- Directed by: Antonio Leonviola
- Screenplay by: Marcello Baldi; Giuseppe Mangione;
- Story by: Antonio Leonviola; Giuseppe Mangione;
- Starring: Mark Forest; Moira Orfei; Raffaella Carrà; Paul Wynter;
- Cinematography: Alvaro Mancori
- Edited by: Otello Colangeli
- Music by: Armando Trovajoli
- Production company: Leone Film
- Release date: 10 October 1961;
- Running time: 99 minutes
- Country: Italy

= Mole Men Against the Son of Hercules =

Mole Men Against the Son of Hercules (Maciste, l'uomo più forte del mondo/ Maciste, the Strongest Man in the World) is a 1961 Italian peplum film directed by Antonio Leonviola and starring Mark Forest.

== Plot summary ==
The young Princess Saliura has been captured by a fierce cave-dwelling people. Maciste and his friend Bangor, in whose care she was left, allow themselves to be also captured and imprisoned. They find themselves in a series of deep caverns, occupied by a race of mutant white-haired albino people. They are living under an ancient curse, by which they cannot emerge onto the surface, except by moonlight, and sunlight is deadly to them. They worship the goddess of the moon.

The 'mole men', led by Halis Mosab, a tyrannical and bloodthirsty non-albino queen, are using the captured people as slaves to operate their diamond mining operations. Saliura is assisted in an escape and is taken to sanctuary with the Guardians of the Sacred Waterfall.

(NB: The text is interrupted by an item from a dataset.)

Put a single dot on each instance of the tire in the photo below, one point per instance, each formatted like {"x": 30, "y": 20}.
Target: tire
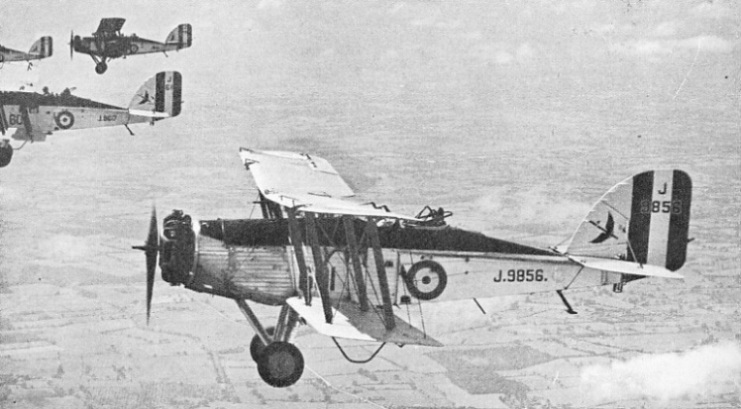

But she is betrayed and recaptured. Maciste and Bangor are forced to fight each other and then a ferocious ape in order to save the life of the princess, but she's condemned to be sacrificed anyway. Maciste not only survives, but escapes and saves Bangor and Saliura. Trapped in the caverns, the now-freed slaves break out onto the surface, thanks to Maciste's strength. Halis Mosab, who has become aware that she was captured as a child and somehow became queen of the 'mole men', is overjoyed when she comes to the surface and finds that she can live in the sunlight. But she accidentally falls off a cliff and into the waters of the Sacred Waterfall. The fate of her people is not revealed.

== Cast ==
- Mark Forest as Maciste
- Moira Orfei as Queen Halis Mosab
- Paul Wynter as Bangor
- Raffaella Carrà as Princess Saliurà
- Enrico Glori as Kahab
- Gianni Garko as Katan
- Roberto Miali as Loth
- Nando Tamberlani as King of Aran
- Carla Foscari
- Rosalia Gavo
- Graziella Granata
- Janine Hendy as Black slave girl
- Cinzia Cam
- Bruna Mori
- Anna De Martino
- Franca Polesello
- Gloria Hendy as Tulac
- Luciana Vivaldi

==Release==
Mole Men Against the Son of Hercules was released on 10 October 1961.